According to the California Public Fund Investment Primer
, the Government Accounting Standard Board
’s (GASB) Statement 31
requires “unrealized gains (losses) be recognized as income (a deduction from income) on the agency’s financial statements at the end of the year.” The GASB Statement 31 requires all investment income, including changes in fair value of investments, to be recognized in the statement of changes (and statement of activities). Under these standards, gains are to be recognized as revenues, while losses as offsets against revenues.
Here is where the confusion can occur. Auditors, according to generally accepted accounting principles
(GAAP) and GASB Statement 31, are required to adjust the value of any of the agency’s fixed income investments based upon a comparison to the current market value of the investment. So a five-year bond purchased two years before yielding 1 percent interest will obviously, on paper, be worth less than a bond purchased today yielding 1.5 percent interest. In reality, however, no money has actually been lost since investments will still yield the original rate of interest.
A government’s budget may also be adopted on a basis other than GAAP according to the Government Finance Officers Association’s Blue Book (Governmental Accounting, Auditing, and Financial Reporting GAAFR). The difficulty of forecasting economic fluctuations one to two years in advance may result in the exclusion of a forecast of unrealized gains or losses in investments. If the budgetary basis of accounting does differ from GAAP, the budget should describe the budgetary basis of accounting and explain how it differs from GAAP.
The California Public Fund Investment Primer
is a resource document provided by the California Debt and Investment Advisory Committee (CDIAC) under direction of the California State Treasurer’s Office.

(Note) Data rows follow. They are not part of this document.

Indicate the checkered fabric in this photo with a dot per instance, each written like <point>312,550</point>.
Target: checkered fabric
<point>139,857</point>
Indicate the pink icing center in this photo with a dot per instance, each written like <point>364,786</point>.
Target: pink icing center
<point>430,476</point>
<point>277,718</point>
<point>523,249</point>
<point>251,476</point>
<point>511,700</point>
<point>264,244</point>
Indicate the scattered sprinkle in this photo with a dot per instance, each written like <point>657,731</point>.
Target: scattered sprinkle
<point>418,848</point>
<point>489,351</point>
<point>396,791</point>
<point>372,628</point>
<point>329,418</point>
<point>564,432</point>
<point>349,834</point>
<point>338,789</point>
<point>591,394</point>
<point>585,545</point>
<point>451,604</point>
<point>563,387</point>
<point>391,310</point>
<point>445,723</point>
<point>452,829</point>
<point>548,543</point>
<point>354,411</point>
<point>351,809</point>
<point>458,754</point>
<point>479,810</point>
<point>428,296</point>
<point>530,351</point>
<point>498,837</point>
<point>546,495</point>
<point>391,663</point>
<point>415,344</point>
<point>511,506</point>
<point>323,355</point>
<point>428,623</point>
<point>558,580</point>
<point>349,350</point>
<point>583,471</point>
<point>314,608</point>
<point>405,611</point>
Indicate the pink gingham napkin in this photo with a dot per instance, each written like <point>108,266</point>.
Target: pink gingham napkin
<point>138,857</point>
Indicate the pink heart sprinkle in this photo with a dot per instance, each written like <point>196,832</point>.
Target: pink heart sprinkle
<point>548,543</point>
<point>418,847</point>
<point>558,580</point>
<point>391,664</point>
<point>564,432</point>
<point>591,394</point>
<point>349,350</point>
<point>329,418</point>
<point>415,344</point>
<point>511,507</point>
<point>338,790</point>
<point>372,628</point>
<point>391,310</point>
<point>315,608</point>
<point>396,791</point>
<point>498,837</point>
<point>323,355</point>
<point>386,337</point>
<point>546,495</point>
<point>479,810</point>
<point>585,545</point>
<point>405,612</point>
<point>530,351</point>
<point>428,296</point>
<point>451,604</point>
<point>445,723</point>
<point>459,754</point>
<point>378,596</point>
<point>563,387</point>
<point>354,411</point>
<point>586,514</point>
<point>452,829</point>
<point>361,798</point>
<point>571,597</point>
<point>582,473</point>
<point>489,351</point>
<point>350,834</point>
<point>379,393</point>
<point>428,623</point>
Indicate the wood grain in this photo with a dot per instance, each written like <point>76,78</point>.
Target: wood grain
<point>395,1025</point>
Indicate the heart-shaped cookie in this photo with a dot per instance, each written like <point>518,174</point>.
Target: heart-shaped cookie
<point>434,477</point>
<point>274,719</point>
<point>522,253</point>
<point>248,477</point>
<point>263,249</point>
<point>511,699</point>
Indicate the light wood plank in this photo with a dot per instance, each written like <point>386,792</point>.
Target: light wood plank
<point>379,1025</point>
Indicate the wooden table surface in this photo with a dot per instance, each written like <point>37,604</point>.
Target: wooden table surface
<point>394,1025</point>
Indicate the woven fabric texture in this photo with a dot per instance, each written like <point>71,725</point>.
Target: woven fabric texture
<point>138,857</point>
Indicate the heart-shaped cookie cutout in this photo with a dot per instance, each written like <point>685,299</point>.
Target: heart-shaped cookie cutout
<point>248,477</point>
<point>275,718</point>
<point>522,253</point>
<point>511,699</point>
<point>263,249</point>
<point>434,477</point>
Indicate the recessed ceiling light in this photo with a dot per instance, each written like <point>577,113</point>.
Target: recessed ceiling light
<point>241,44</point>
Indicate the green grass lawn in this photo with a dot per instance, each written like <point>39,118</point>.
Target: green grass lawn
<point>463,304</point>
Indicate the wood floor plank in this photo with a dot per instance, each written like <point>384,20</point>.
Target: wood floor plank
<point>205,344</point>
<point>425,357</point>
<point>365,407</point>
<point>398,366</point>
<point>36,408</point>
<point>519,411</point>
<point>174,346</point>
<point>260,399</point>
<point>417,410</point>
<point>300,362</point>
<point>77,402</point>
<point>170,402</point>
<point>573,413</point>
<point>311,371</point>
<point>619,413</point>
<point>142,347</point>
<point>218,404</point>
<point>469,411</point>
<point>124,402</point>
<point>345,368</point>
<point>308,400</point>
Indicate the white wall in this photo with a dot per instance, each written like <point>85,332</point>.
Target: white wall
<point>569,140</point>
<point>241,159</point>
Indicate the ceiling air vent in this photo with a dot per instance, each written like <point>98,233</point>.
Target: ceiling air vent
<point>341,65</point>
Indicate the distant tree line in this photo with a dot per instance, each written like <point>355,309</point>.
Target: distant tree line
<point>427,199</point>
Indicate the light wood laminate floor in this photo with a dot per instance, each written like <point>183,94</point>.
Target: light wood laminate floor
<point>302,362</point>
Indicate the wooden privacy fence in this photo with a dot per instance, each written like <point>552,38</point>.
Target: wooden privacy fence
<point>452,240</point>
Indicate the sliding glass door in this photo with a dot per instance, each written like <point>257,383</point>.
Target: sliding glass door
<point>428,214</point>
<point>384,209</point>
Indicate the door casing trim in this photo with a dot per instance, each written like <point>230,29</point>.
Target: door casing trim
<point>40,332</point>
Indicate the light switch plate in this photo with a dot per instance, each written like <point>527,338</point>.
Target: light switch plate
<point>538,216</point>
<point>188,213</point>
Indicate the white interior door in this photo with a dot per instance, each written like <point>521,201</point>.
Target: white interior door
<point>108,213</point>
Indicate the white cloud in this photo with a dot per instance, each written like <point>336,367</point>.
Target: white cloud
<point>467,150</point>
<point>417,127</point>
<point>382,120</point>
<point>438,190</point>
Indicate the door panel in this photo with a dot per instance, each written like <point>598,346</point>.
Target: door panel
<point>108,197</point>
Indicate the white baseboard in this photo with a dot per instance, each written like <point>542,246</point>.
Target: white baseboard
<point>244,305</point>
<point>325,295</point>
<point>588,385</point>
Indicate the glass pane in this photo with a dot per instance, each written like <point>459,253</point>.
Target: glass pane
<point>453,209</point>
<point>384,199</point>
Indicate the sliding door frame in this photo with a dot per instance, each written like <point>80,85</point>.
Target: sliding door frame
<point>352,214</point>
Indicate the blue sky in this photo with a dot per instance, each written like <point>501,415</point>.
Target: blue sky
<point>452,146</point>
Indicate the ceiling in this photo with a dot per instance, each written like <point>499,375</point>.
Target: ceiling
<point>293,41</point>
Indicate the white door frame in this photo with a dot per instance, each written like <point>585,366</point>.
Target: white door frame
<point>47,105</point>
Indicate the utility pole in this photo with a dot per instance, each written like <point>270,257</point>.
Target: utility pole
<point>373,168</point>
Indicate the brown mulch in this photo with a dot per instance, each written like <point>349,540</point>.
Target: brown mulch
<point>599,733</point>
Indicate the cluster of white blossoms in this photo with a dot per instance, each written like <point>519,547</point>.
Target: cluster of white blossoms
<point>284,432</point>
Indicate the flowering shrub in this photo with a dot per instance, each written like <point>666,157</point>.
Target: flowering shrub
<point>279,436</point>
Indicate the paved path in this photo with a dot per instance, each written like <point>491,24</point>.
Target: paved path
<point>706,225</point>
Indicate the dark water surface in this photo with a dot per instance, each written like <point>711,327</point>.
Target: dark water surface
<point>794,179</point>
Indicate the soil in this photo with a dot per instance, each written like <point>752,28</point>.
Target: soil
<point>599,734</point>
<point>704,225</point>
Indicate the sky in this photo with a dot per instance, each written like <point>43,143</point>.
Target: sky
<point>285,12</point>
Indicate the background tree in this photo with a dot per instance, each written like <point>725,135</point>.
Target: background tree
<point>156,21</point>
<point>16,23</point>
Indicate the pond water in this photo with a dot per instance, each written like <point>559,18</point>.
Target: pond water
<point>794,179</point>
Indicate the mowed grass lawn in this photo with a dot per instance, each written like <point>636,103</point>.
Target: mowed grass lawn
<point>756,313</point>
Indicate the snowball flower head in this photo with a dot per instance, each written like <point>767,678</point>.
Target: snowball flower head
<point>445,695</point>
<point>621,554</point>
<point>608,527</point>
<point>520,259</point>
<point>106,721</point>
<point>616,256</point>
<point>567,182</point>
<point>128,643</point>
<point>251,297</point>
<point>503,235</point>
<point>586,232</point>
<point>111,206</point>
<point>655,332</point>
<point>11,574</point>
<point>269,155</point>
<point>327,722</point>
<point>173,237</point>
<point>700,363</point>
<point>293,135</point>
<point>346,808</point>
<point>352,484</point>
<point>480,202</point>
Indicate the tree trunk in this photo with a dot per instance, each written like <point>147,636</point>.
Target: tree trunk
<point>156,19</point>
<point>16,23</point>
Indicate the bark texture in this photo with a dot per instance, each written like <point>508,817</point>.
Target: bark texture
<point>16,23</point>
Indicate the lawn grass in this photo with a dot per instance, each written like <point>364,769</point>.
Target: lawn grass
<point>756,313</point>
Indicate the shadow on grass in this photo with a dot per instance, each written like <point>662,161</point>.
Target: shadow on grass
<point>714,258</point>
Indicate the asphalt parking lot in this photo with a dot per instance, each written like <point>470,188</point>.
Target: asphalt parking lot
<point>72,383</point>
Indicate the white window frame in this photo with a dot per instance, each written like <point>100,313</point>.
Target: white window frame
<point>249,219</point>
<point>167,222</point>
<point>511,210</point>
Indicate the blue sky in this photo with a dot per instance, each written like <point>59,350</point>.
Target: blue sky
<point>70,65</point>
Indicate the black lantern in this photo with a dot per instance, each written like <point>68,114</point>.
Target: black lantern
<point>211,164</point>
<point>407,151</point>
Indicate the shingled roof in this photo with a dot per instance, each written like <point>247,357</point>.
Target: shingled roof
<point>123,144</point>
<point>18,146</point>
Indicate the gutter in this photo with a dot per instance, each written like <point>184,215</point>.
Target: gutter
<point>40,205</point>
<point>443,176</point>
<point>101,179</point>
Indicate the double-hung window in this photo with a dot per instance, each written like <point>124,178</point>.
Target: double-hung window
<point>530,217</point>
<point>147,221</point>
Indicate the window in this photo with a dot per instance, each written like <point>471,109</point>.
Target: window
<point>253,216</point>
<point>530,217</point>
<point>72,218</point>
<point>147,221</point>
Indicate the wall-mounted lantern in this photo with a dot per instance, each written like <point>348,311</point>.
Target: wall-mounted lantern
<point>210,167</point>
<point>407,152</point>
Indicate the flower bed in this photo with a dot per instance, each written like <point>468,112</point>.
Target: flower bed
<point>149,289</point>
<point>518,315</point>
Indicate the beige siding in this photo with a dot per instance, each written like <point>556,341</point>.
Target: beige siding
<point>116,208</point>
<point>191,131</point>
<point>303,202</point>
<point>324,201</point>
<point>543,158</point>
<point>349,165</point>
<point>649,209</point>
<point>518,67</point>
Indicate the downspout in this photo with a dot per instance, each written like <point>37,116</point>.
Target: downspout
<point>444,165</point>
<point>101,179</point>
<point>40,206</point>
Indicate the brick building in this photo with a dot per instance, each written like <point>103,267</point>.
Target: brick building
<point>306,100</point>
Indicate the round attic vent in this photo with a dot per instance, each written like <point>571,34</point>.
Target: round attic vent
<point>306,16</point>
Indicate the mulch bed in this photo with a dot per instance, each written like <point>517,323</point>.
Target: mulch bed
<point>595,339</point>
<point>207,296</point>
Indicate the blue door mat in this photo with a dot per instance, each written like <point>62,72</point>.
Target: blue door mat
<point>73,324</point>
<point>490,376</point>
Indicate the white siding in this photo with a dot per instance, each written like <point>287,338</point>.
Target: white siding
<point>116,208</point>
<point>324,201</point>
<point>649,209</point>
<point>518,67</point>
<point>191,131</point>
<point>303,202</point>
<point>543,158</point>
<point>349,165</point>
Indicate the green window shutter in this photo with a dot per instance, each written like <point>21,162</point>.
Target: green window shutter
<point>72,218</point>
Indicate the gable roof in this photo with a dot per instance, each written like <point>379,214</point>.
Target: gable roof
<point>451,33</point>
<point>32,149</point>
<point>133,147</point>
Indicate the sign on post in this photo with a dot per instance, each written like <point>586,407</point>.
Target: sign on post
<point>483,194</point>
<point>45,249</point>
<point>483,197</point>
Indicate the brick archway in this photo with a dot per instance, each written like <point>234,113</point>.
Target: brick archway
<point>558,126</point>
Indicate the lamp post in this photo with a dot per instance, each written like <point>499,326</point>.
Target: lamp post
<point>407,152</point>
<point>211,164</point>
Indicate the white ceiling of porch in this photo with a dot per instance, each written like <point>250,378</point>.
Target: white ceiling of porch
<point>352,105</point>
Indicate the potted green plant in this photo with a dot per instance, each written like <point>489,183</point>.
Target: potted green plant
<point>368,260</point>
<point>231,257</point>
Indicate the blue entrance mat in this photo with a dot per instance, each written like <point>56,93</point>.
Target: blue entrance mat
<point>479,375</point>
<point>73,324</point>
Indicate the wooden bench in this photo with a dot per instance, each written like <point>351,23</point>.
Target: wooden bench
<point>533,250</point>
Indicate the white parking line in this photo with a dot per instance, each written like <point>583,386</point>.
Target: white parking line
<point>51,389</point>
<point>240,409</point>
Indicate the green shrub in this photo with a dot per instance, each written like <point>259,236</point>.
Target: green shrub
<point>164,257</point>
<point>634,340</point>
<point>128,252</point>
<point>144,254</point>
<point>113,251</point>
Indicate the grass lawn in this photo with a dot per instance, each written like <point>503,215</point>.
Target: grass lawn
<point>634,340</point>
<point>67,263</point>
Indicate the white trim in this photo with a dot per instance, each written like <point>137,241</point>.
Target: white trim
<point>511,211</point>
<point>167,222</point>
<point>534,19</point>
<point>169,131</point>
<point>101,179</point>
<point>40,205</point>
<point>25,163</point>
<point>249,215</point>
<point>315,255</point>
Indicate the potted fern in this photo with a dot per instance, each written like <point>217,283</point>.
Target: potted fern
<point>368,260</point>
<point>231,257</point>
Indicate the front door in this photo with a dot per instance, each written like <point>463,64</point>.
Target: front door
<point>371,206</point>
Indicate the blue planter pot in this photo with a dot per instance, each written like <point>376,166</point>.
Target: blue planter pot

According to the Treasurer’s Office, the Investment Primer
“assists public agencies and others with fundamental considerations pertaining to the investment of public finds. The Investment Primer
provides guidance for developing, implementing, and managing an investment program that strikes an appropriate balance among safety, liquidity and yield considerations.”
The Local Agency Investment Guidelines
, also issued by the CDIAC, contains additional information and interpretations of local agency investment laws. The resource is updated annually to reflect new state laws.
Investment Policy Reporting Practices: An Informational Guide
is a report focused on providing “local agencies with examples of common reporting practices that may add to the readability of their investment policies and assist those with fiduciary responsibilities in assessing the benefits and risks of the agency’s investment goals/priorities.”
The Governmental Accounting, Auditing and Financial Reporting Manual
(GAAFR or Blue Book) published by the Government Finance Officers Association provides guidance on the practices used in governmental finance.